POC1 API & Schemas Specification

Version 2.1 by Robert Schaub on 2025/12/24 21:08

POC1 API & Schemas Specification

Version: 0.4.1 (POC1)
Scope: POC1 (Test) — URL/Text → Stage 1 Claim Extraction → Stage 2 Claim Analysis (cached) → Stage 3 Article Assessment → result.json + report.md

Version History

Version	Date	Changes
0.4.1	2025-12-24	Codegen-ready canonical contract: locked enums + mapping, deterministic normalization (v1norm1), idempotency, cache_preference semantics, minimal OpenAPI 3.1, URL extraction + SSRF rules, evidence excerpt policy
0.4	2025-12-24	3-stage pipeline with claim-level caching; cache-only mode for free users; Redis cache architecture
0.3.1	2025-12-24	Reduced schema naming drift; clarified SSE (progress only); added cost knobs and constraints
0.3	2025-12-24	Initial endpoint set + draft schemas

POC1 Codegen Contract (Canonical)

This section is the authoritative, code-generation-ready contract for POC1.
If any other page conflicts with this section, this section wins.

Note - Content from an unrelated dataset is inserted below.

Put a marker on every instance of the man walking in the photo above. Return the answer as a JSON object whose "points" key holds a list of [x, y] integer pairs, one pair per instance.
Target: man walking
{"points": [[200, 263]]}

Format note: This page is authored in xWiki 2.1 syntax. If exchanged as a transport `.md` file, import it as xWiki content, not Markdown.

1) Goals

POC1 provides:

A REST API to submit either a URL or raw text
Asynchronous execution (job-based) with progress/status and optional SSE events
Deterministic outputs:
- ``result.json`` (machine-readable; schema-validated)
- ``report.md`` (human-readable; rendered from JSON via template)
Mandatory counter-evidence attempt per scenario (or explicit “not found despite search” uncertainty note)
Claim-level caching to validate cost sustainability

2) Non-goals (POC1)

Full editorial workflow / human review UI
Full provenance ledger beyond minimal job metadata
Complex billing/rate-limit systems (simple caps are fine)
Multi-language i18n beyond best-effort language detection

3) Pipeline model (locked)

Stage 1 — Claim Extraction
- Input: URL-text or pasted text
- Output: claim candidates including canonical claim + ``claim_hash``
Stage 2 — Claim Analysis (cached by claim_hash)
- Input: canonical claim(s)
- Output: scenarios, evidence/counter-evidence, scenario verdicts, plus a claim-level verdict summary
Stage 3 — Article Assessment
- Input: article text + Stage 2 analyses (from cache and/or freshly computed)
- Output: article-level assessment (main thesis, reasoning quality, key risks, context)

4) Locked verdict taxonomies (two enums + mapping)

Scenario verdict enum (``ScenarioVerdict.verdict_label``):

``Highly likely`` | ``Likely`` | ``Unclear`` | ``Unlikely`` | ``Highly unlikely`` | ``Unsubstantiated``

Claim verdict enum (``ClaimVerdict.verdict_label``):

``Supported`` | ``Refuted`` | ``Inconclusive``

Mapping rule (for summaries):

If the claim’s primary-interpretation scenario verdict is:
- ``Highly likely`` / ``Likely`` ⇒ ``Supported``
- ``Highly unlikely`` / ``Unlikely`` ⇒ ``Refuted``
- ``Unclear`` / ``Unsubstantiated`` ⇒ ``Inconclusive``
If scenarios materially disagree (different assumptions lead to different outcomes) ⇒ ``Inconclusive``, and explain why.

5) Deterministic canonical claim normalization (locked)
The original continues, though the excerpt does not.